Kirkus Reviews said that Hayward, who is "undeniably one of academia’s most visible Islamic thinkers," had produced "a learned history of Islam and Muhammad that succeeds in its goal of providing contemporary and future managers with valuable insights from his life on successful leadership strategies". Kirkus praised the book's "full command of Islamic theology and the Arabic language as well as its rich endnotes," and concluded that it "eschews academic and religious jargon for an accessible narrative geared toward the general public, both Muslim and non-Muslim."

According to a review in Critical Muslim, "The Leadership of Muhammad is a much-needed antidote to our collective failure to understand, engage with or emulate the Prophetic model of leadership. In our complex and troubled world Hayward’s systematic explanation of the nature of the Prophet’s leadership makes complete sense while at the same time requires the questioning of every kind of leadership claim made by Muslim politicians and theologians certainly in our times. … The Leadership of Muhammad is original, insightful and intellectually enriching.
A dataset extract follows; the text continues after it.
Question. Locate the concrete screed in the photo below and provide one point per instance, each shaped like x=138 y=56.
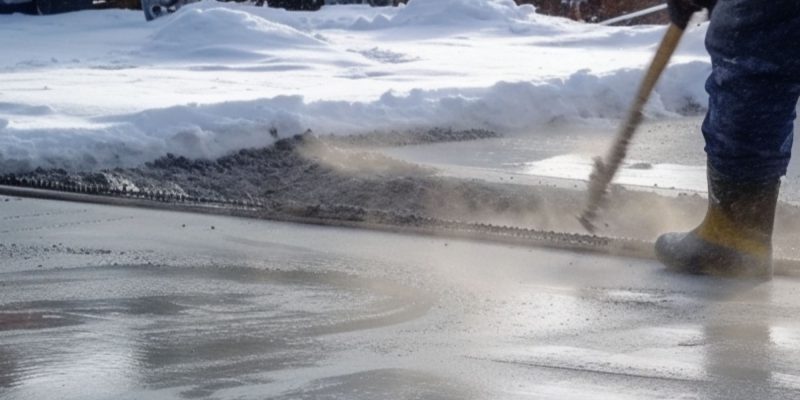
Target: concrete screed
x=101 y=302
It deserves a wide readership, both of Muslims and non-Muslims. If read carefully and its insights applied judiciously, it will transform the reader’s own leadership abilities."

The Muslim World Book Review said: "The appearance of any work by British-New Zealand scholar Joel Hayward is a matter of interest and significance for those interested in history, but the breadth, scholarship and intellectual ambition of this tome make it of particular importance. … his sources are impeccable and his interpretation irreproachable. This engrossing and sympathetic study portrays the Prophet as a highly competent and reliable human being possessed of significant political and spiritual talents. … The book is wall to wall strengths. … This volume is very intensive and disciplined, compact but with a remarkably comprehensive interior. … This book is an accessible and comprehensive presentation of a complicated issue and the author successfully combines an expert account of the biography of the Prophet with a knowledgeable investigation on the subject of efficacious leadership. … I found this book absorbing, vivid, and stimulating. This is an essential addition to the literature for both students and the general reader."

The San Francisco Book Review wrote that Hayward is a "celebrated historian and strategic studies scholar", called The Leadership of Muhammad a "ground breaking book", and awarded it five stars out of five. Reviewer Foluso Falaye described the book as "a great source of knowledge about Muhammad and the beginning of Islam." He wrote that its "critical approach will appeal to academic minds, although the language is simple and direct enough to carry all readers along." He added that, "in addition to being historically informative, it offers valuable lessons about leadership that could help world leaders, decision makers, teachers, and people from all walks of life to communicate and lead better."

== Translations ==
=== Bosnian ===
In 2022, a Bosnian translation appeared: Muhammed kao lider: historijska rekonstrukcija (Tuzla: Dialogos, 2022). ISBN 978-9926-8652-0-7.

=== Arabic ===

In 2023, an Arabic translation appeared: قيادة محمد ﷺ إعادة بناء تاريخي (Amman: Dar Al-Shorouk, 2023).

=== Turkish ===

In 2024, a Turkish translation appeared: Hz. Muhammed'in Liderliği: Peygamberimizin Siyasi, Askerî ve Sosyal Hayatta Yol Göstericiliği. Ankara, Turkey: Pelikan Kitabevi. ISBN 9786256021976.

=== Bahasa Indonesian ===
In 2025, a Bahasa Indonesian translation appeared: The Leadership of Muhammad: Kepemimpinan Muhammad dalam Rekonstruksi Sejarah. Jakarta, Indonesia: Quanta. ISBN 9786230070426.